体の傷と、心の傷は、どちらが早く良くなるのでしょうか。
これは、傷の程度によるでしょう。体の傷も、一生残る傷はありますし、心の傷も、一生トラウマとなって苦しむ場合もあります。一概には断定できませんが、体の傷は目で確認しやすいのに対して、心の傷は見えないものであり、また体の傷は医学の発達によって、「こういう傷はこうなおす」という治療法がある程度確立されていますが、心の傷をなおすことはまだ十分に確立されていないのです。そのため、心の傷は適切な治療法を施すことが、体の傷に比べて難しい、ということが言えるでしょう。
そのため、心の傷をなおす方が、体の傷をなおす場合に比べて、試行錯誤しなくてはならない分、時間がかかると言えるかもしれません。
不登校・引きこもりの状況にある子供たちもまた、何らかの心の傷をもっています。いじめ、人間関係、成績不振、受験の失敗、将来への不安などをきっかけに、心に傷をおってしまっています。

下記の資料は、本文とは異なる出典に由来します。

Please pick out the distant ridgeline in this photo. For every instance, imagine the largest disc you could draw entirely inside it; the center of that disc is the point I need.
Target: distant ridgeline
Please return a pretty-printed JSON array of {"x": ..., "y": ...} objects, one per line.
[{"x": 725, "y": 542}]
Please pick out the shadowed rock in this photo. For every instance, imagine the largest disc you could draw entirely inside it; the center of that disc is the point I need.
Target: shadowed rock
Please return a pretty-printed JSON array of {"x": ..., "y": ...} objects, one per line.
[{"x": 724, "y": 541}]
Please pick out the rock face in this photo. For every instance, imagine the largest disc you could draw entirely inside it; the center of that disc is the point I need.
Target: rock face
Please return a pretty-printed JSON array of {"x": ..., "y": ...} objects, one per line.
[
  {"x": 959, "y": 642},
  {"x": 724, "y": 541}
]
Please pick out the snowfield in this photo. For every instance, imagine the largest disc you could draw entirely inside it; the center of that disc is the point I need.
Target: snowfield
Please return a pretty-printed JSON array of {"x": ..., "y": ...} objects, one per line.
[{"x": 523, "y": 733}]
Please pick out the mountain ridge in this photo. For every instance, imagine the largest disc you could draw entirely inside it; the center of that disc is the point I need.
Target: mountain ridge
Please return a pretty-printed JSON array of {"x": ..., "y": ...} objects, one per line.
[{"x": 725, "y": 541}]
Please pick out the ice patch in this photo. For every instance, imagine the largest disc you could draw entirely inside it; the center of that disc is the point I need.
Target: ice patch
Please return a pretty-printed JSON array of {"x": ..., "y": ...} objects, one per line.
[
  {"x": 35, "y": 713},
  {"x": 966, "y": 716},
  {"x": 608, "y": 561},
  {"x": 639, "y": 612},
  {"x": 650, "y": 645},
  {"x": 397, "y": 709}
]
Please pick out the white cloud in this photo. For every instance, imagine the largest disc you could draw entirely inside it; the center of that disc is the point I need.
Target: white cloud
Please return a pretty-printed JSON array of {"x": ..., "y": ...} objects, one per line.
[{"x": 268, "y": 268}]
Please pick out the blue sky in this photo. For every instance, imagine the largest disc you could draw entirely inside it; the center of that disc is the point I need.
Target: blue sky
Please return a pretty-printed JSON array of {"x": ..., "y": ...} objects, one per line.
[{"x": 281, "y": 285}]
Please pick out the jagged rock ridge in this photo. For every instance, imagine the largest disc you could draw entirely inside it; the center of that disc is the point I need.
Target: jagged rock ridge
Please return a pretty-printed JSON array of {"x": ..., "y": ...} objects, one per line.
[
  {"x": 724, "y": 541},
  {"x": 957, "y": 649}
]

その心の傷をいやしていくことが、不登校・引きこもりを解決するために必要なことなのですが、やはり時間がかかるのです。
まず、どのような心の傷をおっているかを知るために、模索する時間が必要です。先ほども述べましたが、体の傷は見えますが、心の傷は見えません。加えて、不登校・引きこもりの状況にある子供たちは、自らの心の内を明かそうとしません。そのため、心の傷を特定するのに時間がかかります。
心の傷を特定したら、次には薬に当たるものが必要です。不登校・引きこもりの場合は、周囲の人、特にお母様からのコミュニケーションです。これも、どのようなコミュニケーションが適切なのか、子供の個性によっても異なってきますので、適切なコミュニケーションを模索する時間が必要です。
また、そのコミュニケーションを行うお母様も、コミュニケーションに「慣れる」必要があります。カウンセラーから、コミュニケーションの具体的な内容をアドバイスされても、それを適切に子供に施すには、医者が医療行為に慣れが必要なのと同様、やはり慣れが必要です。
適切なコミュニケーションを子供に対して行えるようになっても、子供の心はすぐには変わりません。物理で言うところの「慣性の法則」、すなわち、止まっている物体は止まり続け、ある速度で動いている物体は、その速度で動き続けるような法則が、心にも作用するからです。つまり、心が落ち込んでいたら、たとえ周囲の人から励ますコミュニケーションを行われたとしても、しばらく心は、落ち込む方向に進み続けてしまうのです。
不登校・引きこもりの解決には、このように、どうしても時間がある程度かかるものであり、その時間は、決して焦らず、「必ずよくなる」と信じて、適切なコミュニケーションをとることが、お母様にとって必要なことです。